La tensione ineliminabile tra riappropriazione della tradizione che ci costituisce (il Levin tolstojano) e strappo profetico, esodo, metanoia: non posso non dirmi cristiano, non posso dirmi cristiano. L’aspetto eversivo dello strappo è il segno che la vera meta del cammino umano è la pienezza, sempre ulteriore (anche se non assolutamente ulteriore – il che sarebbe del resto impensabile).
Io non posso non dirmi radicato sulla, nella mia tradizione, e al tempo stesso non posso dire, onestamente, di aver incontrato il suo fondamento, il suo Fondatore. Ma posso dire che il mio cammino non è separato dal suo: la mia distanza da lui non è estranea alla sua distanza dalla propria tradizione – in cui sono di nuovo e anzi paradigmaticamente compresenti il radicamento e l’esodo. Gesù vero ebreo, ma anche fondatore di un nuovo mondo: Abramo vero harraniano, Mosè vero egizio, ogni inizio invera e nega l’apparente passato, la tradizione. Il cristiano prolunga Cristo, è aperto nella rivoluzione permanente alla pienezza promessa. Ma la crisi del tempo cristiano prolunga a sua volta la dialettica fondante e fondamentale: apocalissi del suo verbo e suo nascondimento, kenosi in cui il Dio di Gesù (il Dio che Gesù incarna) muore sia nel senso cristiano che nel senso nicciano; crisi che è cristiana nel senso originario, come Gesù era ebreo.
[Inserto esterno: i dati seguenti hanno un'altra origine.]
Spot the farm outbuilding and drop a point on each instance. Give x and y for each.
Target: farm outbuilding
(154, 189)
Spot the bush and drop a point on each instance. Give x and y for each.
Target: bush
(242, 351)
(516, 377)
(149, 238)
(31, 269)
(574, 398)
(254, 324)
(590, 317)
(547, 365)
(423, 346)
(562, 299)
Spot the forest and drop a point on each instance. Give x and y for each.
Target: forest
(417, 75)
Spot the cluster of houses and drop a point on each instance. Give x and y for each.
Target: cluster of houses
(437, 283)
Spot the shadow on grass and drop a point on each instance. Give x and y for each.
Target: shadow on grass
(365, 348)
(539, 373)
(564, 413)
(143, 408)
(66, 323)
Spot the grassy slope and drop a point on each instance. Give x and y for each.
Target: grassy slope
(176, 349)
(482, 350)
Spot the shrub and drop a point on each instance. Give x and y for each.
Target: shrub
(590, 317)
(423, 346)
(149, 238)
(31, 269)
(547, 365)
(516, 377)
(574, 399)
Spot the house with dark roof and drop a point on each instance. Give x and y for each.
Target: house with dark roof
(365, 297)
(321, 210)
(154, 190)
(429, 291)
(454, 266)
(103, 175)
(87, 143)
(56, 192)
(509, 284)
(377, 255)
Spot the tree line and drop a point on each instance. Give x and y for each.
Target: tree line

L’uomo, pianta imperfetta, sacerdote-paria. Radicato, errante. La sua povertà come possibilità angosciante di pienezza divina – l’uomo come interlocutore profetico del divino, come colui che non può vivere ed esistere se non in virtù di questa tensione, di questo spazio aperto che è il suo logos. La fede è l’immaginazione creatrice, è il velo della Maya creatrice: ignoranza più sapiente di qualunque sapienza. Ignoranza che crea la sapienza, oscuro timore da cui albeggia la luce della gnosi-resurrezione. La tragedia è nel mezzo di questa mediazione, è l’arte e il rituale del tempo di krisis.

Rapporto sempre dialettico (dualismo che addita un tertium ulteriore) fra tradizione (radicamento) e fede come immaginazione animale, profetica, esodo abramico. La fede come mediazione mercuriale fra saggezza del sangue e sapienza del Pleroma, della resurrezione. Più s’allarga nell’organismo della cultura la ferita del logos, più la fede si fa problematica, e la riappropriazione di Levin deve vincere demoni strani, come la relatività, la percezione sempre più acuta della molteplicità, del decomporsi dell’oggettività nel mercurio della volontà creatrice ma debole, che sempre più inclina al dualismo sentimento illusorio/verità annichilente.
L’anima religiosa deve decostruire in sé (operazione culturale e non meramente soggettiva) il tribunale, recuperare il senso del destino, una sorta di sguardo fenomenologico, ferito e debole ma senza l’appoggio, la giustificazione che gli presta il cosiddetto ‘pensiero debole’. “Tale è il mio paesaggio interiore: così posso e debbo descriverlo”. Rispettare l’anima vuol dire anche rispettare questa decomposizione dell’anima comune.